Sam Hanna Bell: A Biography by Sean McMahon (The Blackstaff Press, 1999)

Sam Hanna Bell

Sam Hanna Bell was born in Glasgow in 1909 of Ulster emigrant parents. On the death of his father he was brought 'home' to Ireland at the age of seven to be reared in the Strangford Lough area of County Down, where his acclaimed novel of Ulster rural life December Bride (1951), is set. Reviewing the 1990 film of December Bride, Fintan O'Toole called it 'not just a remarkable artistic achievement, but also a remarkable political one... restoring a richness and complexity to a history that has been deliberately narrowed.' In April 1999 December Bride (available from Blackstaff Press) received an extraordinary accolade when it was included in The Modern Library: The 200 Best Novels in English Since 1950 (Picador).
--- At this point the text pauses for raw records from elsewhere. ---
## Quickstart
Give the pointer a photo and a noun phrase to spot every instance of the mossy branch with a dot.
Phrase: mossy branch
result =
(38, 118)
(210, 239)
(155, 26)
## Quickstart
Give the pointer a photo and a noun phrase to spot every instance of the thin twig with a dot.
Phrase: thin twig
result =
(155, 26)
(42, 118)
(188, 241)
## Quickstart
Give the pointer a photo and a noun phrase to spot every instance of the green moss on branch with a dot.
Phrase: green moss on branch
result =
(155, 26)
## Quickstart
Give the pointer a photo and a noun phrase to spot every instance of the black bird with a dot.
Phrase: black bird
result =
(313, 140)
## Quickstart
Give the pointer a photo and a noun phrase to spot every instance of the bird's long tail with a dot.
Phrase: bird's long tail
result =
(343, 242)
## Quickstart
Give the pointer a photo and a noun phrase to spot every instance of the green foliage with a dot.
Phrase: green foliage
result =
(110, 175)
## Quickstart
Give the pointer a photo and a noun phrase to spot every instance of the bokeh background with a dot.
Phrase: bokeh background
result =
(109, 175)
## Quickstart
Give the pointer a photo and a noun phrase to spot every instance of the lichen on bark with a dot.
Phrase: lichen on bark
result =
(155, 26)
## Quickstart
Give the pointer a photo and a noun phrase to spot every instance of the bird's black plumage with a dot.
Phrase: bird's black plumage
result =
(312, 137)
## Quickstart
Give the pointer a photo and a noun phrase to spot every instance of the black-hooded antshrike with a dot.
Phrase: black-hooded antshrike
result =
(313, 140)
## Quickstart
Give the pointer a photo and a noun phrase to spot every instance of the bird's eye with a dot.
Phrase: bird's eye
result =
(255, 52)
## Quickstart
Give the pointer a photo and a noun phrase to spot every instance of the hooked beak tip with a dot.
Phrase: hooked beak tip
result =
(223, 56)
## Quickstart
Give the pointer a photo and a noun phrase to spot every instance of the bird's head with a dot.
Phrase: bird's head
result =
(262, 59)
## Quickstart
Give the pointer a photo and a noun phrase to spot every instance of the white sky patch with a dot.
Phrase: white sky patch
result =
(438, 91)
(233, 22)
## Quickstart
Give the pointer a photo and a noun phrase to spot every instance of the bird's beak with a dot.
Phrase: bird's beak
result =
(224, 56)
Sam Hanna Bell was also a legendary broadcaster. Working as a senior features producer with the BBC Northern Ireland region, he pioneered the collection and broadcasting of fast-vanishing folklore and folk music from remote country areas. He continued to write during this period and after retirement; his other novels are The Hollow Ball (1961), A Man Flourishing (1973) and Across The Narrow Sea (1987). In 1970 Queen's University awarded him the honorary degree of MA for achievement in the arts. He died in 1990 just before the premiere of Thaddeus O'Sullivan's acclaimed film of December Bride.